LegalForge generates privacy policies tailored to eCommerce stores, including WooCommerce. Tell us about your store — what you sell, which plugins and payment gateways you use, where your customers are located, and what marketing tools you run — and we produce a complete, compliant privacy policy in about 60 seconds. The policy covers GDPR, CCPA, cookie disclosures, international data transfers, and all the third-party data flows that WooCommerce store owners typically need to disclose.
Key Takeaways
Every WooCommerce store needs a privacy policy. It is required by law, required by your payment processor, and expected by your customers. The default WooCommerce privacy policy template is a starting point, not a finished product — it does not account for your specific plugins, payment gateways, hosting provider, or marketing tools.

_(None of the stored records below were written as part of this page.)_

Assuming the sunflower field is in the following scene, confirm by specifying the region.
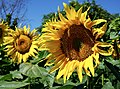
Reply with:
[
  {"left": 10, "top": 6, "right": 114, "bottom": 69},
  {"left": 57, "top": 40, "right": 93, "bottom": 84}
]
[{"left": 0, "top": 0, "right": 120, "bottom": 89}]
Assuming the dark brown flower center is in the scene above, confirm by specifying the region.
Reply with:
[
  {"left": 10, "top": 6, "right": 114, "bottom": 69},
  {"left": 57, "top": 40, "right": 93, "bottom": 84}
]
[
  {"left": 0, "top": 28, "right": 3, "bottom": 38},
  {"left": 61, "top": 24, "right": 95, "bottom": 61},
  {"left": 15, "top": 35, "right": 31, "bottom": 54}
]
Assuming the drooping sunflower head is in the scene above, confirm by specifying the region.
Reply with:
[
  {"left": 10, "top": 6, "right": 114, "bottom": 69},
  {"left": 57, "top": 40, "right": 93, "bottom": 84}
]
[
  {"left": 4, "top": 26, "right": 39, "bottom": 64},
  {"left": 40, "top": 3, "right": 113, "bottom": 82},
  {"left": 0, "top": 22, "right": 9, "bottom": 44}
]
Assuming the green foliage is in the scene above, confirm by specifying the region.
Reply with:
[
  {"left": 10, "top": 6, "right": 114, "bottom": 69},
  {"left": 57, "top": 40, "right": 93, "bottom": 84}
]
[{"left": 0, "top": 0, "right": 120, "bottom": 89}]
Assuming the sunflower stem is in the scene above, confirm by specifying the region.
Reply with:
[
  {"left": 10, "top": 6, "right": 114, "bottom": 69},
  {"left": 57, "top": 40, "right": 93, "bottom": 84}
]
[{"left": 102, "top": 74, "right": 104, "bottom": 86}]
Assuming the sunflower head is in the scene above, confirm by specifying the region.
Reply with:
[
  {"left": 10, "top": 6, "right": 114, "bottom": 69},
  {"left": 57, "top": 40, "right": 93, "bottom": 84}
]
[
  {"left": 4, "top": 26, "right": 39, "bottom": 64},
  {"left": 40, "top": 3, "right": 113, "bottom": 82},
  {"left": 0, "top": 22, "right": 9, "bottom": 44}
]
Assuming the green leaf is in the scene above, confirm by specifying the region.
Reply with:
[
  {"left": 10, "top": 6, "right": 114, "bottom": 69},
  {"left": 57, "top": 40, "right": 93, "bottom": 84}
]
[
  {"left": 40, "top": 67, "right": 55, "bottom": 87},
  {"left": 0, "top": 74, "right": 12, "bottom": 81},
  {"left": 20, "top": 63, "right": 47, "bottom": 77},
  {"left": 38, "top": 51, "right": 49, "bottom": 59},
  {"left": 0, "top": 81, "right": 29, "bottom": 89},
  {"left": 10, "top": 70, "right": 23, "bottom": 79},
  {"left": 56, "top": 85, "right": 74, "bottom": 89},
  {"left": 102, "top": 82, "right": 114, "bottom": 89},
  {"left": 104, "top": 60, "right": 120, "bottom": 81}
]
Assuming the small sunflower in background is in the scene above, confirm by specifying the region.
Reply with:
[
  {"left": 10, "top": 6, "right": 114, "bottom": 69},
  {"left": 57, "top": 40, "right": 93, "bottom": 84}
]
[
  {"left": 4, "top": 26, "right": 39, "bottom": 64},
  {"left": 0, "top": 22, "right": 9, "bottom": 44},
  {"left": 40, "top": 3, "right": 113, "bottom": 83}
]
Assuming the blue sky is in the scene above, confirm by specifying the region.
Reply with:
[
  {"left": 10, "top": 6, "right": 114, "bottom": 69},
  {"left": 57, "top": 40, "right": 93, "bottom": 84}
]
[{"left": 26, "top": 0, "right": 120, "bottom": 30}]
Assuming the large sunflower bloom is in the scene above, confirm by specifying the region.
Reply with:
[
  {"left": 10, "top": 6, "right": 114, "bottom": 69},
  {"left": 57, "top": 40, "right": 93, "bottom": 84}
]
[
  {"left": 4, "top": 26, "right": 39, "bottom": 64},
  {"left": 0, "top": 22, "right": 9, "bottom": 44},
  {"left": 40, "top": 3, "right": 113, "bottom": 82}
]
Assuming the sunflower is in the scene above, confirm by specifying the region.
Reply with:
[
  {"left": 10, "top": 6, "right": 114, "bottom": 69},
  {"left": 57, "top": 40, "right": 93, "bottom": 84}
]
[
  {"left": 40, "top": 3, "right": 113, "bottom": 83},
  {"left": 4, "top": 26, "right": 39, "bottom": 64},
  {"left": 0, "top": 22, "right": 9, "bottom": 44}
]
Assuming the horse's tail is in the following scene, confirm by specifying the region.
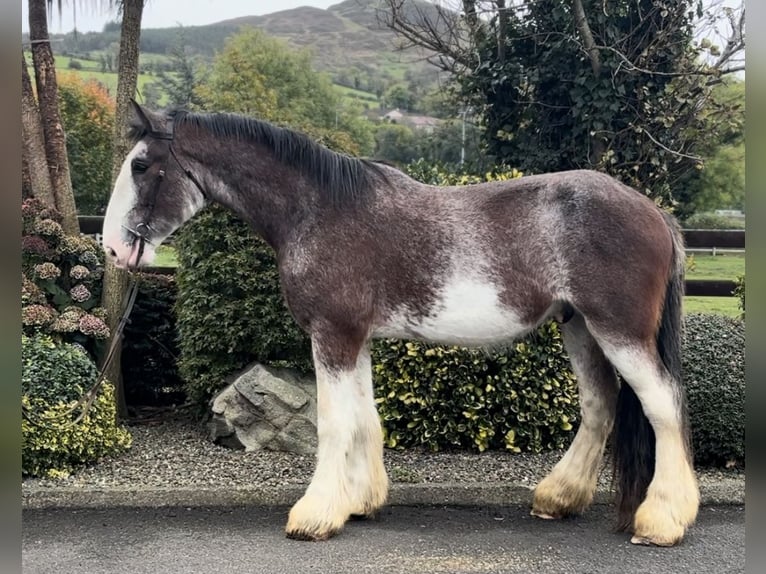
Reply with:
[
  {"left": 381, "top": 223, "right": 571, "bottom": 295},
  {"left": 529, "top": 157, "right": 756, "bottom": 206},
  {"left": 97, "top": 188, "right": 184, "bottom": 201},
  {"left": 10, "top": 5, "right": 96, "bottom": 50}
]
[{"left": 613, "top": 214, "right": 691, "bottom": 530}]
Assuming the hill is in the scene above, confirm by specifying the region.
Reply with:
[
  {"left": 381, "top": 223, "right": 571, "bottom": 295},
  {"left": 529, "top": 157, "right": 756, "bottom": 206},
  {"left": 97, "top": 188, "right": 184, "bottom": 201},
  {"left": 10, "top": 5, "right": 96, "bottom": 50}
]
[{"left": 36, "top": 0, "right": 452, "bottom": 96}]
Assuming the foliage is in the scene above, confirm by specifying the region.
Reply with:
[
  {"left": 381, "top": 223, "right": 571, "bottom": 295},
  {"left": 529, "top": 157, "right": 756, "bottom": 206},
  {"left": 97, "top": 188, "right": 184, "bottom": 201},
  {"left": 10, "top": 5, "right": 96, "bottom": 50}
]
[
  {"left": 375, "top": 121, "right": 494, "bottom": 172},
  {"left": 21, "top": 198, "right": 109, "bottom": 357},
  {"left": 196, "top": 27, "right": 372, "bottom": 153},
  {"left": 683, "top": 314, "right": 745, "bottom": 466},
  {"left": 373, "top": 323, "right": 579, "bottom": 452},
  {"left": 176, "top": 208, "right": 312, "bottom": 404},
  {"left": 122, "top": 273, "right": 185, "bottom": 406},
  {"left": 159, "top": 28, "right": 207, "bottom": 110},
  {"left": 385, "top": 0, "right": 738, "bottom": 212},
  {"left": 673, "top": 81, "right": 745, "bottom": 219},
  {"left": 684, "top": 213, "right": 745, "bottom": 229},
  {"left": 734, "top": 273, "right": 745, "bottom": 321},
  {"left": 21, "top": 335, "right": 131, "bottom": 477},
  {"left": 58, "top": 73, "right": 114, "bottom": 215},
  {"left": 375, "top": 123, "right": 421, "bottom": 166},
  {"left": 405, "top": 160, "right": 524, "bottom": 186}
]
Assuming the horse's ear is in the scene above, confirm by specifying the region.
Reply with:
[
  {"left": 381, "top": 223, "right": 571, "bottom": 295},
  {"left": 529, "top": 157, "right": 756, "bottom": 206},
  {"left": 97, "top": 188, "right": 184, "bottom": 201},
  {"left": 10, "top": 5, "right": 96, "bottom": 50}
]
[{"left": 130, "top": 98, "right": 153, "bottom": 132}]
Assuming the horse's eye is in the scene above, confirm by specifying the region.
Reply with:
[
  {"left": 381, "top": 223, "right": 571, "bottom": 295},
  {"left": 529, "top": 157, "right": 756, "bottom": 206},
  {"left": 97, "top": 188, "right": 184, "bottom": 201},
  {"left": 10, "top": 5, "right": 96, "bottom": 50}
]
[{"left": 130, "top": 159, "right": 149, "bottom": 173}]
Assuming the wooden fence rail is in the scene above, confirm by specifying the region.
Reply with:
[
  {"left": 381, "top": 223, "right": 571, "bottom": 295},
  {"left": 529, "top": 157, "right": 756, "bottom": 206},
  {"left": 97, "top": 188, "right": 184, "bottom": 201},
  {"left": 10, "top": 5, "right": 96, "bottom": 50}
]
[{"left": 78, "top": 215, "right": 745, "bottom": 297}]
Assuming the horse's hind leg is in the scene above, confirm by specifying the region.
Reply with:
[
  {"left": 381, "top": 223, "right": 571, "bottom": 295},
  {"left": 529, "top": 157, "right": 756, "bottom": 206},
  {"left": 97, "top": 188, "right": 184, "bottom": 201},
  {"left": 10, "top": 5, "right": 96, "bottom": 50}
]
[
  {"left": 532, "top": 314, "right": 618, "bottom": 518},
  {"left": 600, "top": 340, "right": 699, "bottom": 546},
  {"left": 285, "top": 338, "right": 388, "bottom": 540}
]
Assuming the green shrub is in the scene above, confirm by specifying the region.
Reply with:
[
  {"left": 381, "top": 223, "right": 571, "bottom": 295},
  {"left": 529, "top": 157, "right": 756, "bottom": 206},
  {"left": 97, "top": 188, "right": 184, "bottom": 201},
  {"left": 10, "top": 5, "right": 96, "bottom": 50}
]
[
  {"left": 683, "top": 314, "right": 745, "bottom": 466},
  {"left": 21, "top": 198, "right": 109, "bottom": 358},
  {"left": 21, "top": 334, "right": 131, "bottom": 477},
  {"left": 373, "top": 323, "right": 579, "bottom": 452},
  {"left": 734, "top": 274, "right": 745, "bottom": 321},
  {"left": 684, "top": 213, "right": 745, "bottom": 229},
  {"left": 122, "top": 273, "right": 186, "bottom": 406},
  {"left": 176, "top": 207, "right": 313, "bottom": 405},
  {"left": 58, "top": 71, "right": 114, "bottom": 215}
]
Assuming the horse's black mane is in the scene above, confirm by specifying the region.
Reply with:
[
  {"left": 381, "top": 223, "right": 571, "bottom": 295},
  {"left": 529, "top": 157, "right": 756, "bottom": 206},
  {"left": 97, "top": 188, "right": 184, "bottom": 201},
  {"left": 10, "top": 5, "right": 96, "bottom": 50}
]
[{"left": 130, "top": 110, "right": 386, "bottom": 204}]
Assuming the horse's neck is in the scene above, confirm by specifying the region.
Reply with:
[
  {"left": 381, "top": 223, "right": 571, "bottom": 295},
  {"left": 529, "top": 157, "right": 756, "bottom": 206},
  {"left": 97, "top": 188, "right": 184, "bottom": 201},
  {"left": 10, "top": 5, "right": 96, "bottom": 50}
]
[{"left": 204, "top": 150, "right": 317, "bottom": 251}]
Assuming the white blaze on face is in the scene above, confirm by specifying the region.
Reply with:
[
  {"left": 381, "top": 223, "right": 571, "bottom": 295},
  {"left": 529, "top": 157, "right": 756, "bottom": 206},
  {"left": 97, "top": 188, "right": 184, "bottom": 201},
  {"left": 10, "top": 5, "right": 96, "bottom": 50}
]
[{"left": 103, "top": 142, "right": 148, "bottom": 267}]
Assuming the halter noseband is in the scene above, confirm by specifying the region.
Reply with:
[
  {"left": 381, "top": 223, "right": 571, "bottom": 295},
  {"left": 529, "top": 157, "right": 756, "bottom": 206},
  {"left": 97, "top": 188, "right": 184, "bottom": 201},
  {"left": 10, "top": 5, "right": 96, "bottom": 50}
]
[{"left": 123, "top": 116, "right": 208, "bottom": 272}]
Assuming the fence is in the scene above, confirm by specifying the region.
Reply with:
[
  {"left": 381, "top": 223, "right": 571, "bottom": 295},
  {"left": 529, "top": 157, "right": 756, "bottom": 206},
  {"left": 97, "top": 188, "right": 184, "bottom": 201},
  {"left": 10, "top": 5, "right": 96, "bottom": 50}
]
[{"left": 78, "top": 215, "right": 745, "bottom": 297}]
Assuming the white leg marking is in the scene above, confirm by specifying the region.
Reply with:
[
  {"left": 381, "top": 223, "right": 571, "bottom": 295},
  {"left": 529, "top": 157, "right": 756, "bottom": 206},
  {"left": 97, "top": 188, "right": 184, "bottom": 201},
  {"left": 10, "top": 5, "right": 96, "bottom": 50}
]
[
  {"left": 286, "top": 349, "right": 388, "bottom": 540},
  {"left": 532, "top": 315, "right": 618, "bottom": 518},
  {"left": 346, "top": 347, "right": 388, "bottom": 516},
  {"left": 605, "top": 348, "right": 699, "bottom": 546}
]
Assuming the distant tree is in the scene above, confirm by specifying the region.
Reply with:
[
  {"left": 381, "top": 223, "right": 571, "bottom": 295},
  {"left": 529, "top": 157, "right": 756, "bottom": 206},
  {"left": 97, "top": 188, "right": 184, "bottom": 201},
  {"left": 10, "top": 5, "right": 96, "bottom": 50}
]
[
  {"left": 158, "top": 28, "right": 202, "bottom": 110},
  {"left": 195, "top": 28, "right": 372, "bottom": 154},
  {"left": 384, "top": 0, "right": 745, "bottom": 205},
  {"left": 374, "top": 124, "right": 420, "bottom": 167}
]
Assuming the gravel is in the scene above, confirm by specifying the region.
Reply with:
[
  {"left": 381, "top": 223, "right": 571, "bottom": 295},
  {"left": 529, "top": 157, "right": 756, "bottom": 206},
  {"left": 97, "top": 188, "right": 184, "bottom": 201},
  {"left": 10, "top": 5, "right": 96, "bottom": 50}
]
[{"left": 23, "top": 417, "right": 744, "bottom": 500}]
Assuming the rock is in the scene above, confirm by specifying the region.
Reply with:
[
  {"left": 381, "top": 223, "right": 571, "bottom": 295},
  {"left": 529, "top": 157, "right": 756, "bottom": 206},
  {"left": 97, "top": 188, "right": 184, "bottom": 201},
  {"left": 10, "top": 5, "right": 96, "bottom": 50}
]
[{"left": 208, "top": 363, "right": 317, "bottom": 454}]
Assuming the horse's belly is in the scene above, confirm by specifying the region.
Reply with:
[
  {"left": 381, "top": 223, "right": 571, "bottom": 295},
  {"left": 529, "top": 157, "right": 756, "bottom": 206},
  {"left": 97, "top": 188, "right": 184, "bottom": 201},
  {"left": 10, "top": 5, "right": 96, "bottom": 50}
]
[{"left": 373, "top": 280, "right": 533, "bottom": 346}]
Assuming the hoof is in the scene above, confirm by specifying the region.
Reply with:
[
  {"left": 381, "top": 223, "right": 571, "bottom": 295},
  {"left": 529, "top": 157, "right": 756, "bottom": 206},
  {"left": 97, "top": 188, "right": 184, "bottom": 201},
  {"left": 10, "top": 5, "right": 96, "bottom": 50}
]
[
  {"left": 285, "top": 495, "right": 348, "bottom": 541},
  {"left": 531, "top": 477, "right": 593, "bottom": 520},
  {"left": 285, "top": 528, "right": 341, "bottom": 542},
  {"left": 630, "top": 535, "right": 683, "bottom": 548},
  {"left": 529, "top": 509, "right": 563, "bottom": 520}
]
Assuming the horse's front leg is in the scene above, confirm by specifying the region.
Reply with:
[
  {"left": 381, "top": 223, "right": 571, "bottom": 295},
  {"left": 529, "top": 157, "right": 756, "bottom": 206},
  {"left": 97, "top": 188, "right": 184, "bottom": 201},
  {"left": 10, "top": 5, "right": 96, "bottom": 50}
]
[{"left": 286, "top": 337, "right": 388, "bottom": 540}]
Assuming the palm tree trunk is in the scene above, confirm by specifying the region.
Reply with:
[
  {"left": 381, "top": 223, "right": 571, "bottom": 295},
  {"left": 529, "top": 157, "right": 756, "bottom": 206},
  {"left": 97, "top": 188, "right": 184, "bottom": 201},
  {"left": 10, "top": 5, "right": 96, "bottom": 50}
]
[
  {"left": 21, "top": 51, "right": 56, "bottom": 207},
  {"left": 102, "top": 0, "right": 144, "bottom": 418},
  {"left": 29, "top": 0, "right": 80, "bottom": 235}
]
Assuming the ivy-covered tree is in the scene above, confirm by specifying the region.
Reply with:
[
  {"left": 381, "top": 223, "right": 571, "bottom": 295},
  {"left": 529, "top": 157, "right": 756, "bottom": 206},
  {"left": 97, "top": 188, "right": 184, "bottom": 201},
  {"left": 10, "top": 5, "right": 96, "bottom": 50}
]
[{"left": 385, "top": 0, "right": 744, "bottom": 207}]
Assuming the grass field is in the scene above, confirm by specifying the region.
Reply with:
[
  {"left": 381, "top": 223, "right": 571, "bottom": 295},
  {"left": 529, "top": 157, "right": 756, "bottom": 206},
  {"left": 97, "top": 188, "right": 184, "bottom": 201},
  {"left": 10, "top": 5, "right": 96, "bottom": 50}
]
[{"left": 154, "top": 249, "right": 745, "bottom": 317}]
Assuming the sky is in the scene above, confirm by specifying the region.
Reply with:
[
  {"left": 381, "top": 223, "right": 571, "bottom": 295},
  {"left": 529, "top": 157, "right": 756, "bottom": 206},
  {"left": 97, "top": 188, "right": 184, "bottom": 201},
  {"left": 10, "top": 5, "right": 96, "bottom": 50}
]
[{"left": 21, "top": 0, "right": 341, "bottom": 34}]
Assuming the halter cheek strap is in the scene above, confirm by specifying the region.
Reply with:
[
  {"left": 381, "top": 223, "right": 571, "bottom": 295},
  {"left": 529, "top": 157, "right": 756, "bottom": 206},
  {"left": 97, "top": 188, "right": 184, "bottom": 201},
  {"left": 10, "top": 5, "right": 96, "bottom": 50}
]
[{"left": 123, "top": 116, "right": 209, "bottom": 272}]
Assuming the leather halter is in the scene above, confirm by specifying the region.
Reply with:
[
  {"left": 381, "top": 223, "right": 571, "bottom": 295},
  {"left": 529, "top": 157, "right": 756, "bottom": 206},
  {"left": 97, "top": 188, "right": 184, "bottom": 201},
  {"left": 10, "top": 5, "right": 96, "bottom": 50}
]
[{"left": 122, "top": 116, "right": 208, "bottom": 272}]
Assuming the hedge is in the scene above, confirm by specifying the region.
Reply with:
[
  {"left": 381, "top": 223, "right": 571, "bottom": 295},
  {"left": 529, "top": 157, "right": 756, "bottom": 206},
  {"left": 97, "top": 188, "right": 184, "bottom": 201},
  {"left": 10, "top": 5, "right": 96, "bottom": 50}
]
[
  {"left": 122, "top": 273, "right": 186, "bottom": 406},
  {"left": 683, "top": 314, "right": 745, "bottom": 466},
  {"left": 21, "top": 334, "right": 131, "bottom": 477},
  {"left": 175, "top": 207, "right": 313, "bottom": 405},
  {"left": 373, "top": 322, "right": 579, "bottom": 452}
]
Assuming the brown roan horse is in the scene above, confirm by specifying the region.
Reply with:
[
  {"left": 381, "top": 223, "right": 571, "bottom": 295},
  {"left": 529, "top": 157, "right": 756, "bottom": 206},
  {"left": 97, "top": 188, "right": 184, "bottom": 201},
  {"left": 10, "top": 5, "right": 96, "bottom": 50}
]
[{"left": 104, "top": 104, "right": 699, "bottom": 546}]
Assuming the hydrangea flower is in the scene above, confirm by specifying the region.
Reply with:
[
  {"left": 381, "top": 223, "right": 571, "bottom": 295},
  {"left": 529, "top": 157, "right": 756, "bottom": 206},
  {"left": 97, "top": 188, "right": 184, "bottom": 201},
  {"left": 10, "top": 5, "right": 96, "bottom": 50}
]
[
  {"left": 34, "top": 219, "right": 64, "bottom": 237},
  {"left": 35, "top": 262, "right": 61, "bottom": 279},
  {"left": 69, "top": 265, "right": 90, "bottom": 281},
  {"left": 21, "top": 273, "right": 45, "bottom": 305},
  {"left": 21, "top": 305, "right": 56, "bottom": 327},
  {"left": 78, "top": 250, "right": 99, "bottom": 267},
  {"left": 69, "top": 283, "right": 90, "bottom": 303},
  {"left": 90, "top": 307, "right": 109, "bottom": 322},
  {"left": 51, "top": 307, "right": 80, "bottom": 333},
  {"left": 21, "top": 235, "right": 53, "bottom": 257},
  {"left": 79, "top": 314, "right": 109, "bottom": 339}
]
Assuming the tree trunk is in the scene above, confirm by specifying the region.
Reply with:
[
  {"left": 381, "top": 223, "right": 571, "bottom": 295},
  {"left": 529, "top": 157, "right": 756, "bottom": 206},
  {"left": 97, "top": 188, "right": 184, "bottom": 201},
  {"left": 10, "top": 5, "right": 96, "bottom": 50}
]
[
  {"left": 29, "top": 0, "right": 80, "bottom": 235},
  {"left": 112, "top": 0, "right": 144, "bottom": 182},
  {"left": 21, "top": 51, "right": 56, "bottom": 207},
  {"left": 572, "top": 0, "right": 606, "bottom": 167},
  {"left": 102, "top": 0, "right": 144, "bottom": 418}
]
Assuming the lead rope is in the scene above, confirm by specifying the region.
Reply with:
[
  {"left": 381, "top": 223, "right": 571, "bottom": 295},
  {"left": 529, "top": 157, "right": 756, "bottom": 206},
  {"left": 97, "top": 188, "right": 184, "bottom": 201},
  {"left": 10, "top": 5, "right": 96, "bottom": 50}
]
[{"left": 21, "top": 274, "right": 143, "bottom": 430}]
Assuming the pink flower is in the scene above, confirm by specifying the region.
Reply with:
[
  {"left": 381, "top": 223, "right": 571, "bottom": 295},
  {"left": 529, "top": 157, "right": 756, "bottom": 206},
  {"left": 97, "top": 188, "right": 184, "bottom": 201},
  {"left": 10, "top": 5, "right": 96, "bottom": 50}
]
[
  {"left": 35, "top": 262, "right": 61, "bottom": 279},
  {"left": 51, "top": 307, "right": 80, "bottom": 333},
  {"left": 21, "top": 305, "right": 56, "bottom": 327},
  {"left": 69, "top": 283, "right": 90, "bottom": 303},
  {"left": 34, "top": 219, "right": 64, "bottom": 238},
  {"left": 21, "top": 235, "right": 52, "bottom": 258},
  {"left": 69, "top": 265, "right": 90, "bottom": 281},
  {"left": 79, "top": 315, "right": 109, "bottom": 339}
]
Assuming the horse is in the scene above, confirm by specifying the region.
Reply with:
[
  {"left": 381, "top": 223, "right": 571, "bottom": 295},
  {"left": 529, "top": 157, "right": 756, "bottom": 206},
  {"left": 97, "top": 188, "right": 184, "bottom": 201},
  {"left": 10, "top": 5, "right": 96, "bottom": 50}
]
[{"left": 103, "top": 102, "right": 699, "bottom": 546}]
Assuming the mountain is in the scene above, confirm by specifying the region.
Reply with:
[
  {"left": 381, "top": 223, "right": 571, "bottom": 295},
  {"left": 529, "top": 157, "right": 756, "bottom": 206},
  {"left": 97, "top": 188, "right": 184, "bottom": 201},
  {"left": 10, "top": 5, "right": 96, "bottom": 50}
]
[{"left": 211, "top": 0, "right": 444, "bottom": 77}]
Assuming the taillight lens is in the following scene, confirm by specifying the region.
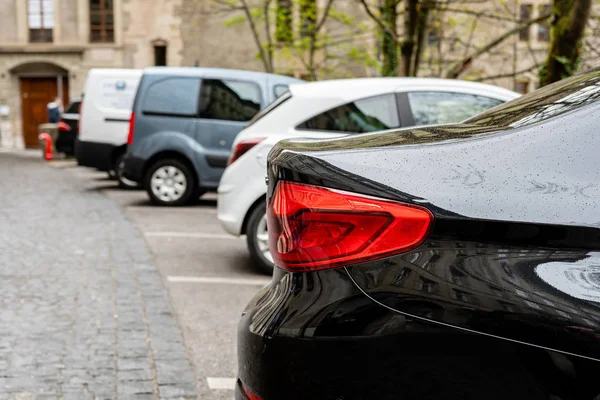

The biggest challenge for WooCommerce store owners is the plugin ecosystem. Every plugin that touches personal data adds complexity to your privacy obligations. You need to audit your plugins regularly, document their data flows, and ensure your privacy policy reflects what is actually happening on your store.
Do not wait for a complaint or a data breach to get your privacy policy in order. The fines under GDPR can reach 4% of annual turnover or 20 million euros, whichever is higher. CCPA penalties can reach $7,500 per intentional violation. And payment processor suspensions can shut down your revenue overnight. A proper privacy policy is one of the most important pages on your WooCommerce store.